Observations by psychiatrists and by corrections officials also support a causal relationship between deinstitutionalization and the increasing number of former patients in jails and prisons. California was the first state to aggressively undertake deinstitutionalization, implementing the Lanterman-Petris-Short (LPS) Act in 1969, which made it much more difficult to involuntarily hospitalize, or keep in the hospital, persons who are mentally ill. In 1972, Marc Abramson, a psychiatrist in San Mateo County, published data showing that the number of mentally ill persons entering the criminal justice system doubled in the first year after the Lanterman-Petris-Short Act went into effect. Abramson said, “As a result of LPS, mentally disordered persons are being increasingly subjected to arrest and criminal prosecution."46 Abramson also coined the term “criminalization of mentally disordered behavior” and in a remarkably prophetic statement said, “If the mental health system is forced to release mentally disordered persons into the community prematurely, there will be an increase in pressure for use of the criminal justice system to reinstitutionalize them. Those who castigate institutional psychiatry for its present and past deficiencies may be quite ignorant of what occurs when mentally disordered patients are forced into the criminal justice system.”

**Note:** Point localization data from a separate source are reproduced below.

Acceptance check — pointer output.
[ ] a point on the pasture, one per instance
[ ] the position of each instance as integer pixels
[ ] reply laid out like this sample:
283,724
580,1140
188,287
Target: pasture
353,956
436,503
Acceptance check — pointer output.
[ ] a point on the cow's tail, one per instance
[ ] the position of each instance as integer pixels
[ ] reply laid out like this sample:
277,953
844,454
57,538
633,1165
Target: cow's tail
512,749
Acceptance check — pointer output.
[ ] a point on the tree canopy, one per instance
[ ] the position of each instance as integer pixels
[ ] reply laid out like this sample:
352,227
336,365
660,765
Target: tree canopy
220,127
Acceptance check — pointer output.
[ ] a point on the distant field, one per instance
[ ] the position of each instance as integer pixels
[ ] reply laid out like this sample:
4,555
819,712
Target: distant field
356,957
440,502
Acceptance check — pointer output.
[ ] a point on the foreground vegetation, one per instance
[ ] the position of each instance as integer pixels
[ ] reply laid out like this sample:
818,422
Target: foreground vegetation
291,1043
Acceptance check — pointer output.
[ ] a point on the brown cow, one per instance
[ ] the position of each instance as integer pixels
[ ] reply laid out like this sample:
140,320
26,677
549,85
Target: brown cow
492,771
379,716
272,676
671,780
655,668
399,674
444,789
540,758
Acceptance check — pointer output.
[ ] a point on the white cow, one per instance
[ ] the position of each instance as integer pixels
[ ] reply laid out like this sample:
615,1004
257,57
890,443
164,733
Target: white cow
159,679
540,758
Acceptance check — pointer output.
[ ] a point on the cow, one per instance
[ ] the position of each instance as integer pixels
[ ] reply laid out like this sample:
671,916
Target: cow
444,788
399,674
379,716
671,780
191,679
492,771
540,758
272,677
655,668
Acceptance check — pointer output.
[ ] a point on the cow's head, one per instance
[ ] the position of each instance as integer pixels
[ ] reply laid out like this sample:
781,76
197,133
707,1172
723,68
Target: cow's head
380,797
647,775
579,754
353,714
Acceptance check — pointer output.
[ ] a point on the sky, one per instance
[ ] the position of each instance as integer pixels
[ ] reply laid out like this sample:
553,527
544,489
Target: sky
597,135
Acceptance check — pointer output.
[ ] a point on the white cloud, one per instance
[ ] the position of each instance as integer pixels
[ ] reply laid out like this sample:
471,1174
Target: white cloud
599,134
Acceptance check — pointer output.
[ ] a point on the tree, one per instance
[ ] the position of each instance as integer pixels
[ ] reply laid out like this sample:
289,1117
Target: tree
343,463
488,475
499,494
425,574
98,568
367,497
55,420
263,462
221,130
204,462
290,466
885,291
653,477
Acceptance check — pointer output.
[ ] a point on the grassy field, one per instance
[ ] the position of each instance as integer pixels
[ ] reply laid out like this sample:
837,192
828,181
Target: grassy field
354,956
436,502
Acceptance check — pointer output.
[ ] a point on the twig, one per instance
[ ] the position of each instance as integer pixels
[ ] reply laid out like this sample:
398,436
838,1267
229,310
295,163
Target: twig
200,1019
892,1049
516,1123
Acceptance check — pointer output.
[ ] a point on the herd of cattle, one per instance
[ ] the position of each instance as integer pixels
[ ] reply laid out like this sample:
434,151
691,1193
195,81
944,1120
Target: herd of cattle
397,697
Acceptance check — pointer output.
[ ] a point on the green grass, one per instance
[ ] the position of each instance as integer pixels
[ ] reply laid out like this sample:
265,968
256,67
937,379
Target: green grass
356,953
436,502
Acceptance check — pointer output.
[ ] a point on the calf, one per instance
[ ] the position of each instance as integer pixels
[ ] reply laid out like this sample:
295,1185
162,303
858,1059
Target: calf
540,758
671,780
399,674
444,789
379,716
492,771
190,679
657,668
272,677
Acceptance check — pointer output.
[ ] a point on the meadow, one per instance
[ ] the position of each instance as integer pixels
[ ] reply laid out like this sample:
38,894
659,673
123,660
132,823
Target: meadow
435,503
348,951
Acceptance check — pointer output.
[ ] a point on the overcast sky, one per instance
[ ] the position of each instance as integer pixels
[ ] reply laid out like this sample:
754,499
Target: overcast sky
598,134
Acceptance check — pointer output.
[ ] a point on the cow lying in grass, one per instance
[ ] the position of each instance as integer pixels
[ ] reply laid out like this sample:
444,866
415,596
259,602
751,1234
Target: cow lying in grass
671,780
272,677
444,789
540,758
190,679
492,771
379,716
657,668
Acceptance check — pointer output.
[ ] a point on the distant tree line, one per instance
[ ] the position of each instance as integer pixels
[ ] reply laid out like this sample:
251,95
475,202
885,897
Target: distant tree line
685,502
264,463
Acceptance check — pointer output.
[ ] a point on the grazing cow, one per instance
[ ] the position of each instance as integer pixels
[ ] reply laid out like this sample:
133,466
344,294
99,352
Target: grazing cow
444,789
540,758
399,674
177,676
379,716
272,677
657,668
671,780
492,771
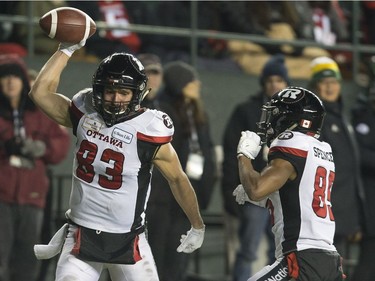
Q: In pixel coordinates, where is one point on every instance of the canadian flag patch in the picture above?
(305, 123)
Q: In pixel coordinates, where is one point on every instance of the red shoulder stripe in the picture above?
(289, 150)
(153, 139)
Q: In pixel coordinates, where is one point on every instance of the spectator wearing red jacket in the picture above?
(29, 142)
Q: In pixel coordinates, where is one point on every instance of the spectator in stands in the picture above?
(368, 22)
(253, 221)
(29, 142)
(363, 118)
(154, 72)
(348, 189)
(181, 100)
(105, 42)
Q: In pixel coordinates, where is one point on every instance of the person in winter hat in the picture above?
(347, 190)
(29, 142)
(275, 66)
(248, 223)
(181, 100)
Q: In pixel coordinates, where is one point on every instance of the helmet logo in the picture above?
(138, 63)
(305, 123)
(291, 95)
(167, 121)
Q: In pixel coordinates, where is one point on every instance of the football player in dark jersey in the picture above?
(295, 186)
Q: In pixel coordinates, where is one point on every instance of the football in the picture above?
(67, 25)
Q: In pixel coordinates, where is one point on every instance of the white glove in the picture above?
(249, 144)
(54, 246)
(192, 240)
(69, 49)
(241, 195)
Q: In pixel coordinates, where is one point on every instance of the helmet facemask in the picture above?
(119, 71)
(272, 123)
(293, 108)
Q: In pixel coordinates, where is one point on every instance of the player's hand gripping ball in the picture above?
(67, 25)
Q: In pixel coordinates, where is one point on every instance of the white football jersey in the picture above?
(301, 210)
(113, 166)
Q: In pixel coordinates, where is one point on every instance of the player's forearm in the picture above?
(249, 178)
(43, 92)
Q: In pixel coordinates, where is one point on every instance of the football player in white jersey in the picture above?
(295, 186)
(118, 144)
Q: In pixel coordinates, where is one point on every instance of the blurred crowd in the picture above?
(324, 22)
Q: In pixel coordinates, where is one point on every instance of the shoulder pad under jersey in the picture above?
(83, 101)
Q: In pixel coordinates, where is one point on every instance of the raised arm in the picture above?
(272, 178)
(43, 92)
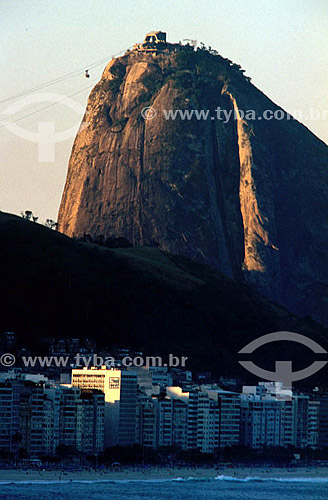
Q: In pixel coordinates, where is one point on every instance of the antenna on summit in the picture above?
(193, 42)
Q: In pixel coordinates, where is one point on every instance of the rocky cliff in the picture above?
(248, 196)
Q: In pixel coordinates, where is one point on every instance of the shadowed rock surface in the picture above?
(54, 286)
(248, 197)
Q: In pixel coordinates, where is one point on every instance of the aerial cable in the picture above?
(59, 79)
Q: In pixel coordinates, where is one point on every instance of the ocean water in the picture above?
(223, 487)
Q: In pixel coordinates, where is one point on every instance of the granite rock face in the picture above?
(246, 195)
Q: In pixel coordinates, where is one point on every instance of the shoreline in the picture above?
(161, 473)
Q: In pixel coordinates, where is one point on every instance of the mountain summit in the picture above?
(248, 195)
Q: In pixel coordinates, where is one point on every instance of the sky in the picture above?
(282, 45)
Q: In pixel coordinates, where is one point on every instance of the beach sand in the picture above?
(157, 473)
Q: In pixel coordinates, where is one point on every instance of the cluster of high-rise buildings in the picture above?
(103, 407)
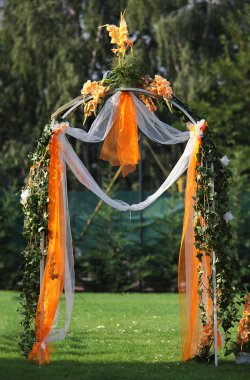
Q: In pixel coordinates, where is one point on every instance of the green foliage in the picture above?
(213, 233)
(126, 74)
(35, 229)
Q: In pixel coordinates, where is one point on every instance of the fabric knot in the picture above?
(43, 346)
(196, 130)
(58, 127)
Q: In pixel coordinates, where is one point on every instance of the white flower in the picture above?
(195, 129)
(228, 216)
(24, 196)
(224, 160)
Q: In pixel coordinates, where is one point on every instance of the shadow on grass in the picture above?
(21, 369)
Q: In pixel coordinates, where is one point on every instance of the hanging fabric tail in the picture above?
(188, 265)
(53, 279)
(121, 147)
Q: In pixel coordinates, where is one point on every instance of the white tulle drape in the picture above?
(154, 129)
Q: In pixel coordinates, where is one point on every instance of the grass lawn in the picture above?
(111, 337)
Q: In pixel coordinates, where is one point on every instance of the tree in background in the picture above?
(48, 48)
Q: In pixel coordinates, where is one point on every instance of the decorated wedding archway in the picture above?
(125, 100)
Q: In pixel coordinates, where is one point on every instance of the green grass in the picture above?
(111, 337)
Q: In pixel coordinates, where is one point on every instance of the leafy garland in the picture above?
(212, 232)
(35, 200)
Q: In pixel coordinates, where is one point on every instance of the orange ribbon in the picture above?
(53, 279)
(120, 147)
(188, 268)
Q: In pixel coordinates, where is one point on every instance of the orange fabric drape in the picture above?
(120, 147)
(187, 271)
(53, 279)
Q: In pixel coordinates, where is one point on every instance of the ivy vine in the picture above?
(35, 208)
(213, 235)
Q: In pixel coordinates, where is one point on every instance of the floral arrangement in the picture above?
(211, 215)
(126, 72)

(As an aside, it’s worth noting for history’s sake that the deinstitutionalization of America’s mentally ill in the second half of the 20th century is not, in my understanding, primarily the result of heartless cost-cutting, and has more to do with adressing the rights of the mentally ill and responding to not-uncommon abuses in and of mental hospitals.)

Incarcerating people is often cheaper than treating mental illnesses, depending on how it’s done. In the 1992 publication “Criminalizing the Seriously Mentally Ill: The Abuse of Jails As Mental Hospitals,” by Torrey and multiple co-authors, it’s estimated that a medium-sized county jail costs about $46 per day per inmate, while an inpatient psychiatric hospital costs $250 per. Excellent comprehensive outpatient care, according to the authors (and based on a program in Dane County, Wisconsin) costs $55 per day including room and board: $22 for rehab, psychiatric services, and 24-hour crisis intervention, $16 for brief inpatient care and other medical expenses, and $17 for room and board. So incarceration may still be cheaper, but the external costs are worth considering.